There’s No Place Like Home!

Text: Mark 6:1-6 (quickview) 

Introduction: Up to now in our studies of Mark we have largely witnessed the growth of Jesus’ popularity. Everywhere He went crowds thronged, people wanted to be near Him, to hear Him, see Him even to touch Him, but now as we open to this sixth chapter we begin to see the turning of the tide. For the second time in His ministry Jesus comes to the synagogue in Nazareth. The first time He was here was at the outset of His ministry. Then He read from Isaiah’s prophecy and claimed to be the fulfillment of the prophet’s words. The response then was less than favourable.

See Luke 4:16-30 (quickview) 

There are a couple of interesting points that we should notice from this first incident. Then, as now, they marveled at His words, and then, as now they reflected on His background and questioned how He of all people could come out with such things. On that occasion they asked, “Is not this Joseph’s son?”

It is significant too that the Lord drew their attention to Capernaum, and that one day they would say, “Physician, heal thyself: whatsoever we have heard done in Capernaum, do also here in thy country.” (vs 23). Of course, the rise in His popularity and fame largely focused around events in and around Capernaum. There would come a time when they would want a piece of the action, want Him to do for them what He was doing for others. But even then, the Lord reminded them that this would not happen because of their inability to honour Him, “Verily I say unto you, No prophet is accepted in his own country.” (vs 24) He then points them to the ministry of Elijah and reminds them that during three and a half years of drought many widows of Israel died through want, and yet they had not approached the prophet whereas the one widow who survived was Gentile – the woman of Zarephath. He reminded them during that same period, though there were many lepers in Israel, the only leper Elijah helped was the one who came – Naaman – also a Gentile. Those words were s stinging rebuke of their unbelief and unwillingness to accept Him, and they were met with absolute fury as they sought to murder Him – vss 28-29.

Now, He is back in the same place. His fame was spread abroad. He was renowned as a great teacher, and a miracle worker, perhaps things would be different. We have to say it took great courage and conviction on the part of the Lord to come back to this place, given all that had gone before, but He wanted to help them, these were, more than all others, His people. The people He grew up with, friends, family, schoolmates, customers, neighbours. Surely now, having heard of events in Capernaum they would welcome Him.

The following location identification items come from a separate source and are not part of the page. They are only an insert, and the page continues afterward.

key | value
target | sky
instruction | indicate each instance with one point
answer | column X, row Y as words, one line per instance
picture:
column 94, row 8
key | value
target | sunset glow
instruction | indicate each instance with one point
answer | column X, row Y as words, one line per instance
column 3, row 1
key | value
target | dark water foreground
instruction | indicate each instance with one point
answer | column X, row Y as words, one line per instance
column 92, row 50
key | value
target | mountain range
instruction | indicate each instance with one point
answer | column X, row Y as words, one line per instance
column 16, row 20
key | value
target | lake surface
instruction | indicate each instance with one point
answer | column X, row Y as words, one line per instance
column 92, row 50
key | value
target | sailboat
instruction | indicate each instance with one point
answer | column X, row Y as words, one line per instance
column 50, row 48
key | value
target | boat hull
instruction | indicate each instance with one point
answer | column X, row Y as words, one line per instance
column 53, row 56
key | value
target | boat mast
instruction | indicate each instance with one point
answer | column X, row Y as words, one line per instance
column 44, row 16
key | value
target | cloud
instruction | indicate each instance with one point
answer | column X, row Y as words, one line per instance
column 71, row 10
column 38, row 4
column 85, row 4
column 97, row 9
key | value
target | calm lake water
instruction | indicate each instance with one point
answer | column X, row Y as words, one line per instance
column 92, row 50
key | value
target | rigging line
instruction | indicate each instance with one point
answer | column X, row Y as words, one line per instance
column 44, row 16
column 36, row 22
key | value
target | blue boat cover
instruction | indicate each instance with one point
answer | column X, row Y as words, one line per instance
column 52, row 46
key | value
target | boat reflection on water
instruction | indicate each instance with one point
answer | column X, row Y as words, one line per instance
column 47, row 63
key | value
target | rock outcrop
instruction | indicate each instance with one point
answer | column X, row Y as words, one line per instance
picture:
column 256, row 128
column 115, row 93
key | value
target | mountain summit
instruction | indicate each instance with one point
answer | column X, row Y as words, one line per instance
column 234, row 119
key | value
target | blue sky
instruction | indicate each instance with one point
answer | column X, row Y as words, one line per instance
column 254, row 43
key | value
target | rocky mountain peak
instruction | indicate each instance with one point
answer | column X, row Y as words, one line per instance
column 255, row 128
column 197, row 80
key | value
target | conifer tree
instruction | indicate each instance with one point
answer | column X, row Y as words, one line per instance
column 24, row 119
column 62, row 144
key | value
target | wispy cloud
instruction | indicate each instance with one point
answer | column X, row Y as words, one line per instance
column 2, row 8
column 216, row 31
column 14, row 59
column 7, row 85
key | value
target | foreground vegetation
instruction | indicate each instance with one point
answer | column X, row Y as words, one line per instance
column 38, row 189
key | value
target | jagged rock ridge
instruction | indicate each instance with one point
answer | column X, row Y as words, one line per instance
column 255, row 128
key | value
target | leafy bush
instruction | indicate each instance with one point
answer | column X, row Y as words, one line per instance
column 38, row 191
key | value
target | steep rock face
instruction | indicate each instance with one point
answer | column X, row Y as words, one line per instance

It is interesting how a hometown responds to its heroes. Just a few days ago my hometown buried the snooker player Alex ‘Hurricane’ Higgins. Suddenly all his failings were forgotten. He was no longer the drunk who wasted it all. His outbursts, his rage, his violence, his troubled life was soon forgotten and he was laid to rest as “The People’s Champion.” Here too, in Stoke-on-Trent, there are local heroes. Robbie Williams, Phil Taylor, Stanley Matthews, Godon banks, Arnold Bennett, Lord Ashley and Reginald Mitchell. People like to tell how they are related to such folk, or how they met them or if they went to school together.